I only speak english....I am trying to learn anishinabi which is my native american language. My dad and sister can speak it but I was adopted by an english speaking family...so I only know a word here and there. Kebutch means brat LOL


----------



## jacqueline.lop (Feb 19, 2009)

I was born in san diego, california and i'm a latina so my first language was spanish. but my parenst quite understoood that english was a necessary language if you live in the united states (btw both my parenst only speak spanish)..ok anyways i was placed in bilingual classes as soon as i started school. one cool thing is that in 8th grade i learned some french and even latin, but now its just a memory bc honestly i cant remember a thing! lol but i'll tell you something positive, when i met my husband he only spoke english. however, i wanted him to learn to speak some spanish because it was hard to be there all the time to translate when he spoke to my spanish speaking family. so i encouraged him to watch spanish shows, cartoons even hahaha, and i also would speak it to him and then translate, then he got into it and would ask me "how do u say this? and this? an this?" now, i can assure you he can get a job in mexico if he had to lol..the trick is you have to keep practicing it, surround yourself by people speaking it and talkkkk!

well g'luck, and atleast give it a try, it'll be a good experince!


----------



## BUTTERFLYBR (Feb 19, 2009)

I`m Brazilian, so my first language is Portuguese. I learned english in school, and after that I took classes on a language school. I can understand spanish, but can`t really talk.


----------



## Glamorista (Feb 27, 2009)

French is my mothertongue and I have learnt english by speaking to people on the internet. It only took a few months to learn. I can understand some spanish too.


----------



## kuuipo415 (Mar 3, 2009)

I was born and raised in california but my parents forced me to learn how to read/speak/write in japanese. I hated it growing up because that meant more additional work on top of what I had from my regular school. But here I am so thankful for what my parents did. I was able to get jobs and great opportunities because of my parents.


----------



## AnnaKG00 (Mar 4, 2009)

Originally Posted by *Karren* /img/forum/go_quote.gif I had 10 years of spanish in 2nd through 12th grades and I learnt enough to get around Spain and Mexico.... And order un quarto de libre con queso (quarter pounder with cheese) at Mc Donald's in Madrid... lol hahahahahahhaa, that cracked me up! I speak English and Bosnian. I spoke German too, but when we left in '97 and came here there was no one my age I could speak it with. DARN IT!!! What a waste of a whole language!


----------



## purplejasmine (Mar 4, 2009)

im fluent in both english and japanese



i studied french for 2 yrs, but my french sucks... sigh


----------



## brightlights (Mar 5, 2009)

I can fumble my way through Italian- my grandmother speaks it and I took a semester of it in college.


----------



## sam-antha (Mar 9, 2009)

I am Scottish, legally British, but when I first went down to England I found that my accent was impenetrable to some.

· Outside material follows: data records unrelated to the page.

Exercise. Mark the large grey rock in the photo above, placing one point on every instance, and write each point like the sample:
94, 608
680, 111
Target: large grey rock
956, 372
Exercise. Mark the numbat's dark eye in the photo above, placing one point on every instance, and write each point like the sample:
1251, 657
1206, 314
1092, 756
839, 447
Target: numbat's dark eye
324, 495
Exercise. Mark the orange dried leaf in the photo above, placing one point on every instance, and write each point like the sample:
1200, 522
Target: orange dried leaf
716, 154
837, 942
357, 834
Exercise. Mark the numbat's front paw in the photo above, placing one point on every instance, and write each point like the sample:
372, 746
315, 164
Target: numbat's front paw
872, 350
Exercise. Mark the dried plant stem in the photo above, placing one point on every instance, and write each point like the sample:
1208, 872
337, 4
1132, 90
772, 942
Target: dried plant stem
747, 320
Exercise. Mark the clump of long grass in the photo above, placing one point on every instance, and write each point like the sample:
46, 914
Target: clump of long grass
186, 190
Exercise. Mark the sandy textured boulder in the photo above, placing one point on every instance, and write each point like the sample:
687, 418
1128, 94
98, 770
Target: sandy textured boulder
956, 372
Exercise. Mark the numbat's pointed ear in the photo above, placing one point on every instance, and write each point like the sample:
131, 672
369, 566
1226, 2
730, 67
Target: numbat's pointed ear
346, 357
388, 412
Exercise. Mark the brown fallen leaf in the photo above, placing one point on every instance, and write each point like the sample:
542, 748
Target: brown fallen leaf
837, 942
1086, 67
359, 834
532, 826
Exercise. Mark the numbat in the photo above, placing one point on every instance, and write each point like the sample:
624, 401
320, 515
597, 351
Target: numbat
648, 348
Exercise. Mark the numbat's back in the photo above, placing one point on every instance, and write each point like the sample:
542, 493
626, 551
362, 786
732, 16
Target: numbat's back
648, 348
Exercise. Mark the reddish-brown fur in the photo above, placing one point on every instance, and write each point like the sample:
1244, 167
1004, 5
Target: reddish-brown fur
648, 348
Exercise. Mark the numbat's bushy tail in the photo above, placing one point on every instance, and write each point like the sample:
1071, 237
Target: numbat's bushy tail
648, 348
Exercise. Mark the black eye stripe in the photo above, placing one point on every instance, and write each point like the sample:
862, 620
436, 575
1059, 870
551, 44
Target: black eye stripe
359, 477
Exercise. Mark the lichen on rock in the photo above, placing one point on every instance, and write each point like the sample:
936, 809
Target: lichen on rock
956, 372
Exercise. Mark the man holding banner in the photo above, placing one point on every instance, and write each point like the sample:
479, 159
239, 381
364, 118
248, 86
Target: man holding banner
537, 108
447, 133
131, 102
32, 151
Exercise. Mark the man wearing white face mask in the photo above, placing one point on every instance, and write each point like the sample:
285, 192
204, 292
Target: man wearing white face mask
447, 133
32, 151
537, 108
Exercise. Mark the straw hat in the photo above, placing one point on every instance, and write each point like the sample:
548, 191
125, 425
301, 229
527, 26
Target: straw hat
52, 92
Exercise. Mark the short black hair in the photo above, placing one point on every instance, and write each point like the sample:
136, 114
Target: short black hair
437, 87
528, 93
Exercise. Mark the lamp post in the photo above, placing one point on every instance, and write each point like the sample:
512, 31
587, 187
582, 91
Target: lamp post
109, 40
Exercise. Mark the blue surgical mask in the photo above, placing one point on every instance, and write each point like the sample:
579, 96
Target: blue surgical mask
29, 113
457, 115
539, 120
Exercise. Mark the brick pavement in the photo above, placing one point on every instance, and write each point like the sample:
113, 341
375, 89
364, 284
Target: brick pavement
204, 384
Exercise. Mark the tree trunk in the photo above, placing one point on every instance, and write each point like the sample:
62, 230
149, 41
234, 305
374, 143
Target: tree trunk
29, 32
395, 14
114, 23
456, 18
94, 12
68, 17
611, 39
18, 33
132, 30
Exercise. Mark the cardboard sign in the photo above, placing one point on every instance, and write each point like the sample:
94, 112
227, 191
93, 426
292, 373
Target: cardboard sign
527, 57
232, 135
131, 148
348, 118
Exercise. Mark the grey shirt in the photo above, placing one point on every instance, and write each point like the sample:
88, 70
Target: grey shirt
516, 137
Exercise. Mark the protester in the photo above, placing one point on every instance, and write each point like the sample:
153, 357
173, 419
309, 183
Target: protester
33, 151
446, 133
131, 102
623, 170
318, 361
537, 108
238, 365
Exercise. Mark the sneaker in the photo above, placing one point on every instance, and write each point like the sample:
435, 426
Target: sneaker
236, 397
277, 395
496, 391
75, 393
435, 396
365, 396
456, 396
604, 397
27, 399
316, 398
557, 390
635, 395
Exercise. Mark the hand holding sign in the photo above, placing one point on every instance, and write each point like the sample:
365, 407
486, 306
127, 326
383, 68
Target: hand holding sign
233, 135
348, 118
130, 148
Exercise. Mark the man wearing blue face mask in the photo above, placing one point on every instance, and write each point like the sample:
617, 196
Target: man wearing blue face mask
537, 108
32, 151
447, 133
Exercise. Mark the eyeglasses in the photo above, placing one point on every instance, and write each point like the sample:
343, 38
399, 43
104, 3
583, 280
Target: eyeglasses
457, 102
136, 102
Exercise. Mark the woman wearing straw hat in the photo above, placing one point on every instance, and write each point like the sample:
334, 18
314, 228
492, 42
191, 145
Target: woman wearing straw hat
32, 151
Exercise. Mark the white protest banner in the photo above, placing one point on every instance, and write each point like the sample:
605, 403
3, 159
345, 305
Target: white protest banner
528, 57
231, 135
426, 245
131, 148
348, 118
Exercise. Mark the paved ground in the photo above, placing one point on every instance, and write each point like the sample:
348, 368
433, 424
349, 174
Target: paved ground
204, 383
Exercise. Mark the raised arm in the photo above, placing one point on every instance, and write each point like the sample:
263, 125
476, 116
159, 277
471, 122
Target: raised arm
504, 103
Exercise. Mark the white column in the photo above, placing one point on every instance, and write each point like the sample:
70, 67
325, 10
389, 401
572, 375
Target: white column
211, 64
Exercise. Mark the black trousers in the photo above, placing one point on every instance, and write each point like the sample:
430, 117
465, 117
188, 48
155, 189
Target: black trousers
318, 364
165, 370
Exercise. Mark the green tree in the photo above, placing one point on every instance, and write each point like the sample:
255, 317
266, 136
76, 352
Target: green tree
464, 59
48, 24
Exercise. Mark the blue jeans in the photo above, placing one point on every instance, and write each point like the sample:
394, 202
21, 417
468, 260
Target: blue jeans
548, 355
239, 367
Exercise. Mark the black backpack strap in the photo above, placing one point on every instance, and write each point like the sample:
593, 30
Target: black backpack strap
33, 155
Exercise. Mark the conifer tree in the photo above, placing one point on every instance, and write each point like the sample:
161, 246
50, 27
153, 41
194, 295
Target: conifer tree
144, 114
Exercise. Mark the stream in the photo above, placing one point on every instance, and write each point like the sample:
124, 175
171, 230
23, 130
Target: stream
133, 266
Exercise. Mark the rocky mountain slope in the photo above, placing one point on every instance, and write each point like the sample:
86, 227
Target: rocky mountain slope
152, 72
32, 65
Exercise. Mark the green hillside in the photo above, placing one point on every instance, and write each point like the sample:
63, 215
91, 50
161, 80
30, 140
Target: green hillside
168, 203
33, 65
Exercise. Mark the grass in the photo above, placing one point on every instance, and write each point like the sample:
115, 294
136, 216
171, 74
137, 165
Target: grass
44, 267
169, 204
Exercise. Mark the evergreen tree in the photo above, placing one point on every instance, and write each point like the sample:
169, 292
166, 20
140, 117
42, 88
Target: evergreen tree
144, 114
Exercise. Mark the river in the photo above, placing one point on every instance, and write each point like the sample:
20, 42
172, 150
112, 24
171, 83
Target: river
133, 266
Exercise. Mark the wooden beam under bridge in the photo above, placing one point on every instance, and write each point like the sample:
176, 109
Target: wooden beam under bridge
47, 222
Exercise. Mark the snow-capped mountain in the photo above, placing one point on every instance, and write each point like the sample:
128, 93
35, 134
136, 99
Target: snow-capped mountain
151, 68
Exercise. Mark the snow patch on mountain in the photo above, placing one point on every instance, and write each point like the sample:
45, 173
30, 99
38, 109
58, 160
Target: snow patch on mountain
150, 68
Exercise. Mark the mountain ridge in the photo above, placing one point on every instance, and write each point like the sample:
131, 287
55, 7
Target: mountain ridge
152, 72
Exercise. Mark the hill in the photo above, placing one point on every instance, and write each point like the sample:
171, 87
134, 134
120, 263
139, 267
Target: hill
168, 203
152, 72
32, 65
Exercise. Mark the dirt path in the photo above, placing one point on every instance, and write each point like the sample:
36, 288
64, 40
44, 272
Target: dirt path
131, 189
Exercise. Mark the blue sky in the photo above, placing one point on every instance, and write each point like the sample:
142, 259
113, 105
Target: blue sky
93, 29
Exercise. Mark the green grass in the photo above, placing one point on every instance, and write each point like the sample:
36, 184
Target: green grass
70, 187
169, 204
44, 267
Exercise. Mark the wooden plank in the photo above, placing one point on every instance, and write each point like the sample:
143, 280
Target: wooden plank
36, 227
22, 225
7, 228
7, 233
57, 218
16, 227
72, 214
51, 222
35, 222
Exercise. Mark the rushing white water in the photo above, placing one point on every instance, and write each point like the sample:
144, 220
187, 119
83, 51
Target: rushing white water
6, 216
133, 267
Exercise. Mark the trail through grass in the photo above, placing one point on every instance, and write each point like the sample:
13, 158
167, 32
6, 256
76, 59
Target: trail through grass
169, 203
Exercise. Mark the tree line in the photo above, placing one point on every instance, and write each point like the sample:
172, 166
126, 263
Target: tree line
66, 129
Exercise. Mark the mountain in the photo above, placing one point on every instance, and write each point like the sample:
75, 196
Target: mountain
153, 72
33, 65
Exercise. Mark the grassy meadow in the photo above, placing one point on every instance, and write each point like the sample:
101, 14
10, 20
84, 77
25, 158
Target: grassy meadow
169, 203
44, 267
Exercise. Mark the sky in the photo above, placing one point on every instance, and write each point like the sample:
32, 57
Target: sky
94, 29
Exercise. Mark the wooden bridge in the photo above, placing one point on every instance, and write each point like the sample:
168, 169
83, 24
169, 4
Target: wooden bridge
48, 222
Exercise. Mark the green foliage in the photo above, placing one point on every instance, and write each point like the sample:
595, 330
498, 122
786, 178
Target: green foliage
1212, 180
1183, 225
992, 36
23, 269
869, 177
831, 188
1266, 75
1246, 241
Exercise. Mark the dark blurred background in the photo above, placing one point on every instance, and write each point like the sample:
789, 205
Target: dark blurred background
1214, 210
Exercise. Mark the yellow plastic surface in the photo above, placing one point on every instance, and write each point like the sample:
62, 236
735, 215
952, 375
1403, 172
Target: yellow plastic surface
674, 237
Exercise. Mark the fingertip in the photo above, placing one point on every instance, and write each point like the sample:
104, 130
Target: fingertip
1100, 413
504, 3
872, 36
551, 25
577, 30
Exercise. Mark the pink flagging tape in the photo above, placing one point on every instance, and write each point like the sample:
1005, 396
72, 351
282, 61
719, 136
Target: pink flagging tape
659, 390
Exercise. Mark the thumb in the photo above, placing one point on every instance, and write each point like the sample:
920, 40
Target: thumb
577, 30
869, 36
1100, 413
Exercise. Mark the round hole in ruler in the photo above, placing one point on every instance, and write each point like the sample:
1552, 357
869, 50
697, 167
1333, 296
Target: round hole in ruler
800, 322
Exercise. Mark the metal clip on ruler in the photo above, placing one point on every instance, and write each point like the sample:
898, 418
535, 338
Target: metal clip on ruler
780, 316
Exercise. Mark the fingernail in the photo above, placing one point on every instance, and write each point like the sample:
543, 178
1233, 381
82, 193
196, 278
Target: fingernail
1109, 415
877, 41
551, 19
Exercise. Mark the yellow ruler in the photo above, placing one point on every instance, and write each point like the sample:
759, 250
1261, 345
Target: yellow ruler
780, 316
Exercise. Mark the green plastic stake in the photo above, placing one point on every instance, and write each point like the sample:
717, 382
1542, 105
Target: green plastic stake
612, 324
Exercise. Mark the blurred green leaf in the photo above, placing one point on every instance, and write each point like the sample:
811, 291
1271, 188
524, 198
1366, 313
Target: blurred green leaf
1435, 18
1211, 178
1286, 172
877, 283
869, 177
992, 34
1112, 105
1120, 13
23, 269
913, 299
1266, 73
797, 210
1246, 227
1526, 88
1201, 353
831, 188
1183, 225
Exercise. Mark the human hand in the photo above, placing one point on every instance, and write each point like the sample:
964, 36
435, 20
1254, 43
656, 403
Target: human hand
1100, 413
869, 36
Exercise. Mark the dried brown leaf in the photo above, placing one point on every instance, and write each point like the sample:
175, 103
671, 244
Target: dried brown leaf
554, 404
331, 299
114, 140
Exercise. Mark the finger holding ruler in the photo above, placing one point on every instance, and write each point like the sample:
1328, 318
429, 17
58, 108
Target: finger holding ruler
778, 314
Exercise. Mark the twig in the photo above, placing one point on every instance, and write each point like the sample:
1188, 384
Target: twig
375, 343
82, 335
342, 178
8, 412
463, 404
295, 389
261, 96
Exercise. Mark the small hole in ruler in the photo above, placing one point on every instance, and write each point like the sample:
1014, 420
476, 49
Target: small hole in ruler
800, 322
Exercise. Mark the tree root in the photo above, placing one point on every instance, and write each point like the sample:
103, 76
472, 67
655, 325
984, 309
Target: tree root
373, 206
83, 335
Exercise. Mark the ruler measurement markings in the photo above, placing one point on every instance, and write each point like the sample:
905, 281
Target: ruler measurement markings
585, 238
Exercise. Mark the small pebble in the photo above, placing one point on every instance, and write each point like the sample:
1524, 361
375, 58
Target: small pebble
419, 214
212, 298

I have two Scottish dialects on my tongue in addition to French from School and German from my SO, plus the hefty Bavarian dialect which, like is rather more difficult than any language. (Books with the words a few and far between in any local language).

~Samm


----------



## Roxie (Mar 10, 2009)

I would love to be able to speak other languages!

I studied the Greek language for a story I was writing a couple years ago, but don't remember any of it - except symbols you use in math





I started learning Spanish a couple years ago, too, but I was doing at home by the use of videos and both the videos and the video player are so old sometimes there is not sound or it goes or fuzzy, so that's ol hold.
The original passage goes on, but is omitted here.